Je cherche la voix, noire et sure comme une nuit d’hiver, puissante et fidèle comme la main de l’ami, qui serait le chant de ce que Pierre Soulages peint.
instants dans l’orbe nocturne
d’un bleu doux et lent
indolence sans calcul
suspens dans le souffle juste
d’un vent continu
tendres rumeurs sans désir
retours dans l’ordonnancement
inextricable
affolement sans visage
Un bon aphorisme minimaliste est tolérant, généreux et participatif : il offre au lecteur la possibilité d’une interprétation neuve.
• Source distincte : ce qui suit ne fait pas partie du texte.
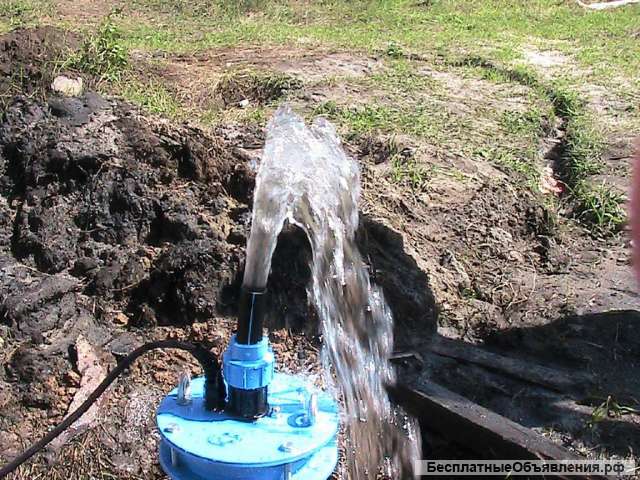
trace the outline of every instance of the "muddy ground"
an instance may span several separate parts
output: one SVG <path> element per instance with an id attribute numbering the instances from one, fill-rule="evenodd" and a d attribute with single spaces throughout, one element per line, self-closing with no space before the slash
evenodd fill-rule
<path id="1" fill-rule="evenodd" d="M 167 336 L 220 351 L 233 329 L 263 131 L 202 130 L 91 90 L 55 95 L 47 65 L 76 42 L 55 29 L 0 40 L 3 460 L 64 416 L 81 385 L 79 336 L 112 365 Z M 378 68 L 335 54 L 281 62 L 310 76 L 327 65 L 355 75 Z M 294 105 L 332 94 L 295 88 Z M 637 413 L 593 415 L 607 397 L 630 408 L 640 399 L 640 298 L 624 234 L 596 238 L 553 217 L 540 195 L 489 162 L 434 153 L 427 161 L 461 178 L 416 191 L 389 181 L 384 139 L 353 138 L 346 148 L 362 165 L 360 246 L 394 312 L 398 352 L 419 353 L 440 335 L 588 374 L 593 384 L 558 400 L 447 359 L 400 363 L 403 381 L 435 379 L 583 454 L 635 454 Z M 620 148 L 630 155 L 628 139 Z M 415 153 L 410 143 L 401 150 Z M 315 374 L 322 342 L 306 301 L 308 248 L 300 232 L 283 233 L 269 280 L 270 338 L 280 368 Z M 15 478 L 162 478 L 153 410 L 184 368 L 197 371 L 176 352 L 138 362 L 94 428 Z M 428 433 L 425 445 L 433 455 L 456 451 Z"/>

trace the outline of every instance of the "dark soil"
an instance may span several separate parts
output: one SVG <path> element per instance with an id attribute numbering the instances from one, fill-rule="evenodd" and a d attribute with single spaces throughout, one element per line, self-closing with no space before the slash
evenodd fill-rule
<path id="1" fill-rule="evenodd" d="M 54 27 L 17 29 L 0 38 L 0 108 L 13 95 L 46 94 L 78 38 Z"/>

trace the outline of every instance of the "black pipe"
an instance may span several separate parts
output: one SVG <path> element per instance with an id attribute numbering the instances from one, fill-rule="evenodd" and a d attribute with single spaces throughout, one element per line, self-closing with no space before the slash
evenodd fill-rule
<path id="1" fill-rule="evenodd" d="M 255 345 L 262 340 L 264 325 L 266 289 L 248 289 L 242 287 L 238 307 L 238 331 L 236 342 L 242 345 Z M 269 410 L 267 387 L 243 390 L 229 386 L 227 411 L 245 420 L 260 418 Z"/>
<path id="2" fill-rule="evenodd" d="M 236 341 L 242 345 L 255 345 L 262 340 L 266 289 L 250 290 L 242 287 L 238 312 Z"/>

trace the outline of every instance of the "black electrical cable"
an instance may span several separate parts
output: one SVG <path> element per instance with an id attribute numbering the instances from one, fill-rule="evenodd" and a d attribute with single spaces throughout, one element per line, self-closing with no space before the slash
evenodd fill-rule
<path id="1" fill-rule="evenodd" d="M 129 355 L 124 357 L 116 367 L 109 372 L 105 379 L 98 385 L 98 387 L 91 392 L 87 399 L 80 405 L 73 413 L 68 415 L 62 422 L 60 422 L 53 430 L 47 433 L 41 440 L 31 445 L 21 455 L 14 460 L 6 464 L 0 469 L 0 479 L 6 477 L 16 468 L 22 465 L 24 462 L 33 457 L 36 453 L 42 450 L 49 444 L 54 438 L 64 432 L 67 428 L 73 425 L 84 413 L 91 408 L 91 406 L 98 400 L 100 395 L 109 388 L 114 380 L 116 380 L 122 372 L 124 372 L 135 360 L 144 355 L 145 353 L 156 350 L 159 348 L 176 348 L 178 350 L 185 350 L 190 352 L 200 363 L 204 370 L 206 377 L 205 381 L 205 397 L 206 405 L 210 410 L 217 410 L 224 408 L 224 402 L 226 393 L 224 390 L 224 382 L 222 381 L 222 374 L 220 371 L 220 364 L 218 363 L 218 357 L 207 350 L 202 345 L 196 345 L 193 343 L 181 342 L 178 340 L 159 340 L 157 342 L 150 342 L 136 348 Z"/>

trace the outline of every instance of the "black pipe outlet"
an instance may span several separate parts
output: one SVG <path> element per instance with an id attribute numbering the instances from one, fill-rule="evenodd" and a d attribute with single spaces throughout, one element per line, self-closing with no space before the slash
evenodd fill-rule
<path id="1" fill-rule="evenodd" d="M 262 340 L 262 327 L 266 312 L 266 289 L 242 288 L 238 312 L 236 341 L 242 345 L 255 345 Z"/>

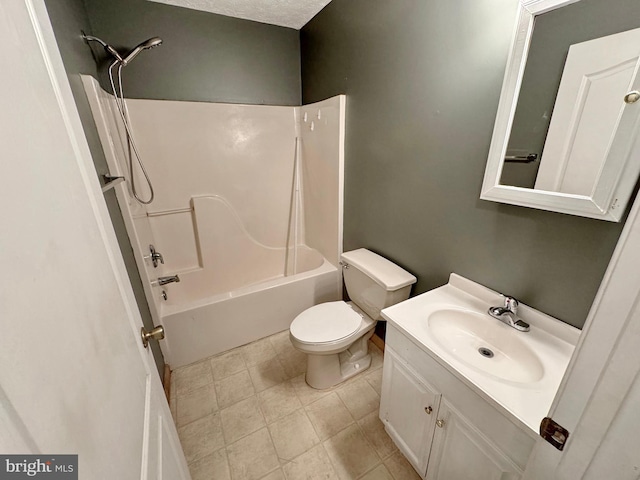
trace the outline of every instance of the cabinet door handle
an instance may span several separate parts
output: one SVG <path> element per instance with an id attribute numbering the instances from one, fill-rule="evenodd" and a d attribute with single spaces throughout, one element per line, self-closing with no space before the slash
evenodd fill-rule
<path id="1" fill-rule="evenodd" d="M 436 420 L 436 426 L 440 428 L 444 427 L 444 420 Z"/>
<path id="2" fill-rule="evenodd" d="M 428 407 L 424 407 L 424 411 L 427 413 L 427 415 L 431 415 L 431 412 L 433 412 L 433 408 L 431 408 L 431 405 L 429 405 Z"/>

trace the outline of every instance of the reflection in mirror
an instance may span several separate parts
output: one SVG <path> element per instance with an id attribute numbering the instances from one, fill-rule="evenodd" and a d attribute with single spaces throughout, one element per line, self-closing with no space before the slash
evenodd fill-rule
<path id="1" fill-rule="evenodd" d="M 582 0 L 536 16 L 502 185 L 591 194 L 640 53 L 638 27 L 638 0 Z"/>
<path id="2" fill-rule="evenodd" d="M 520 1 L 481 198 L 619 221 L 640 172 L 640 1 Z"/>

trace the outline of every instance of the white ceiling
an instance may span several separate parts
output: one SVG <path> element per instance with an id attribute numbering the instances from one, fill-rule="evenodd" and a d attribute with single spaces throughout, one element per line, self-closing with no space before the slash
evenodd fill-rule
<path id="1" fill-rule="evenodd" d="M 331 0 L 151 0 L 300 30 Z"/>

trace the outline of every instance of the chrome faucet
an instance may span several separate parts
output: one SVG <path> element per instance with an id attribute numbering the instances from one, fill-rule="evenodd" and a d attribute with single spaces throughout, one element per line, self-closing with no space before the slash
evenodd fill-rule
<path id="1" fill-rule="evenodd" d="M 518 317 L 518 300 L 509 295 L 504 295 L 503 307 L 490 307 L 489 315 L 519 332 L 529 331 L 529 324 Z"/>
<path id="2" fill-rule="evenodd" d="M 168 277 L 158 277 L 156 285 L 166 285 L 167 283 L 178 283 L 180 277 L 178 275 L 169 275 Z"/>
<path id="3" fill-rule="evenodd" d="M 162 257 L 162 254 L 156 250 L 156 247 L 149 245 L 149 253 L 150 255 L 147 258 L 151 259 L 153 268 L 158 268 L 158 262 L 164 265 L 164 258 Z"/>

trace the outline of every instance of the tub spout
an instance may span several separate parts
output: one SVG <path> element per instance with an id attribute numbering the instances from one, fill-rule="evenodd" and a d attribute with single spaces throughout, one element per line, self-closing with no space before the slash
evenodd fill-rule
<path id="1" fill-rule="evenodd" d="M 169 275 L 168 277 L 158 277 L 156 285 L 166 285 L 167 283 L 178 283 L 180 277 L 178 275 Z"/>

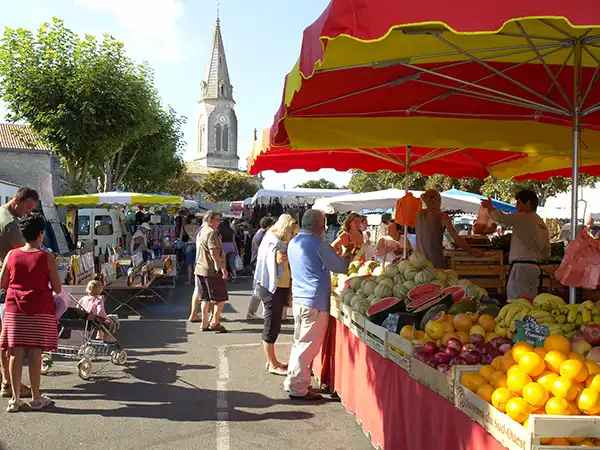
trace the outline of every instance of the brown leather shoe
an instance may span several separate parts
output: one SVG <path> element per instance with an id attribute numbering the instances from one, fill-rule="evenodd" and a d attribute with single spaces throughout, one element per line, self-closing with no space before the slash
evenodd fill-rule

Servez-vous, c'est libre et gratuit.
quand la preuve, tréblouissante, surexpose ce qu’elle prétend démontrer
quand le sentiment, nescur, floute ce qu’il prétend décrire
quand le mot juste – sinistre bavarice – insuffit ce qu’il prétend clore
quand l’image évocalisée, souvent solitudinaire, révoque ce qu’elle prétend baradiner
quand le bon usage, épusé, troublie ce qu’il prétend prodire
comment vous dire alors ce qui s’en va ou se retient ?
À trop écrire on s’absente, certes, mais la présence dissipe.
À trop s’inscrire on oublie, oui, mais la mémoire retient.
Bonne nouvelle : les auteurs de best-sellers sont souvent – on le sait bien – de médiocres écrivains.
Mauvaise nouvelle : les auteurs de « chefs-d’œuvre » inconnus – on le sait moins – aussi.
La littérature n’a pas vocation à rassurer ; nous avons déjà pour cela AXA, numéro 1 mondial, Louis Bozon sur France Inter et les romans de Marc Levy.
Dans le mot apocryphe de Flaubert : « je suis Madame Bovary », il faut entendre le verbe suivre.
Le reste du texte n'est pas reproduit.